Magruder’s J.J. Epps will join a talented stock of point guards who will take the floor in Thursday’s Maryland 4A semifinals at Comcast Center. (Photo by Katherine Frey/The Washington Post)

In advance of tonight’s Maryland 4A boys state semifinals, the Post’s Eric Detweiler examined the stellar career of North Point’s Marquis Wright, highlighting just one of the point guards in a fine class of floor generals that who will be on display at Comcast Center this weekend as the Maryland basketball state finals wrap up.

In a highly-anticipated rematch of last year’s semifinal, Wright’s fourth-ranked Eagles (24-1) will square off against No. 5 Eleanor Roosevelt (25-1), pitting the Loyola (Md.) bound Wright against Raiders’ point Emmanuel Matey – a defensive specialist who has caused problems for other talented guards this season.

In the other semifinal, defending state champion Magruder (23-2) will meet Baltimore Polytechnic. The point guard matchup in that game should be another key storyline, as Magruder’s diminuitive, but gritty leader JJ Epps meets a highly touted junior prospect in Poly’s John Crosby.

Strong guard play is critical at this time of the season, but this semifinal field seems particularly deep at the point guard position, Magruder Coach Dan Harwood said.

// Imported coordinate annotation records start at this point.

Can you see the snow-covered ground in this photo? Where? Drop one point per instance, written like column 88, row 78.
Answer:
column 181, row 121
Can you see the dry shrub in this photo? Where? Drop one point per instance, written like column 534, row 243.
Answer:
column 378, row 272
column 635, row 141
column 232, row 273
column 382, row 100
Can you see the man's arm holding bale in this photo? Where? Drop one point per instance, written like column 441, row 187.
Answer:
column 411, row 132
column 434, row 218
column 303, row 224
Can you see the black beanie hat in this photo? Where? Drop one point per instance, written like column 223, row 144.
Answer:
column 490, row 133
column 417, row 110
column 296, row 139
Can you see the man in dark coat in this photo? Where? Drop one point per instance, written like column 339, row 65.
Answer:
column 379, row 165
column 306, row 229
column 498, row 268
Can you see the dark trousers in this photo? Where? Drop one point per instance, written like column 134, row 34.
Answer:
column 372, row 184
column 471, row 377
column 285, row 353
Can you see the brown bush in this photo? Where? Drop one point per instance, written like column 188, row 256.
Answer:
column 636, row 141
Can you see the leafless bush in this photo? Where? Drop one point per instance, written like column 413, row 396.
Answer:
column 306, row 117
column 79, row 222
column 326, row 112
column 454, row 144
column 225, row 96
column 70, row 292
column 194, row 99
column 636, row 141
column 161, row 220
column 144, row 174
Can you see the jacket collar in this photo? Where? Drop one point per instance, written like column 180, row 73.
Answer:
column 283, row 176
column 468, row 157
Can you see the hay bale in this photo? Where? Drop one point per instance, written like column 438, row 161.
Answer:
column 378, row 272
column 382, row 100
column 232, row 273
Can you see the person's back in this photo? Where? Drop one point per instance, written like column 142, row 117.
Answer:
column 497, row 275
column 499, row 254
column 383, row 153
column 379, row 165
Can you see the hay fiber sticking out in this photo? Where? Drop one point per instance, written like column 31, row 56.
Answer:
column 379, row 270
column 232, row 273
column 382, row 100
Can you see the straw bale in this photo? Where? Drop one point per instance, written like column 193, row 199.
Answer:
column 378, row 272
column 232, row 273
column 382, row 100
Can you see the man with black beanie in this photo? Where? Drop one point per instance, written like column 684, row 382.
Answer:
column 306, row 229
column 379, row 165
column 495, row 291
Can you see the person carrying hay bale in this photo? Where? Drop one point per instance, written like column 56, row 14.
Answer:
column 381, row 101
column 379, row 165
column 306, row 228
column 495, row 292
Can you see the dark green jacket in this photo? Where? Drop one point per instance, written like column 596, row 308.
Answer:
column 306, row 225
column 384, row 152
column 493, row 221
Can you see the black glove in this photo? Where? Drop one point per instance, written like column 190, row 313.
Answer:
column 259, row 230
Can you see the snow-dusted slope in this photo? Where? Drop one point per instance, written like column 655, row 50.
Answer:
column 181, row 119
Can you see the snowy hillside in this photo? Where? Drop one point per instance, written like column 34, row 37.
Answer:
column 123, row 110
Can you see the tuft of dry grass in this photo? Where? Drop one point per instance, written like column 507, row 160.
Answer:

“This year, I think it’s pretty good,” Harwood said. “Point guard…you can do without one, but not many teams do.”

Epps and Wright arrive at Comcast Center with plenty of experience, having played on this stage the last couple of years. Epps is a four-year starter won a state title last year, while Wright carried his team to the state semifinal against Roosevelt before losing in the final minute in 2012, a year after he helped the Eagles win the 4A championship in 2011.

That experience should give the Eagles and Colonels a boost in their respective games, but both players will be tested against long, rangy guards on Thursday. Matey isn’t a prolific scorer, but at 6-feet, he presents an intriguing challenge for Wright (6-1). Meantime, the 5-foot-6 Epps could have his hands full against the 6-foot-3 Crosby. Whether the players are checking each other defensively will depend on coaching strategy, but at the very least, a stable of versatile and unique point guards will be on display Thursday night.

“You’re seeing teams that you don’t usually play against,” said Harwood. “You’re going be seeing some different defenses from some different players and it’s a little more improvising sometimes … that’s why it’s important to have a guard.”

The number of postseason wins combined for North Point’s Marquis Wright (13) and Magruder’s JJ Epps (11) since joining their respective varsity teams as freshmen in 2009. The two players met just once in the postseason, in the 2011 Maryland 4A semifinal, with North Point winning 71-56.

— The Post’s Eric Detweiler catches up with Thomas Stone’s Michael Briscoe, who is still awaiting his first scholarship offer.
— Former St. John’s and Georgetown star Chris Wright joined the Dallas Mavericks on Wednesday, becoming the first known NBA player to compete with multiple sclerosis. It’s been a long journey back to the hardwood for Wright.
— Gonzaga alumnus Ian Hummer continued a strong family tradition of playing basketball at Princeton, and now is the Ivy league Player of the Year.

No. 4 North Point vs. No. 5 Eleanor Roosevelt at Comcast Center, 9 p.m.
This rematch from last year’s 4A state semifinal (Eleanor Roosevelt won, 65-63) will feature two of the area’s top teams looking to advance to Saturday night’s title game. The nightcap headlines a strong day of playoff basketball action at the Comcast Center, which will also host Reservoir (19-6) vs. Potomac (Md.) (21-3) in a 3A semifinal at 5 p.m. and the 4A semifinal between Magruder and Baltimore Polytechnic at 7.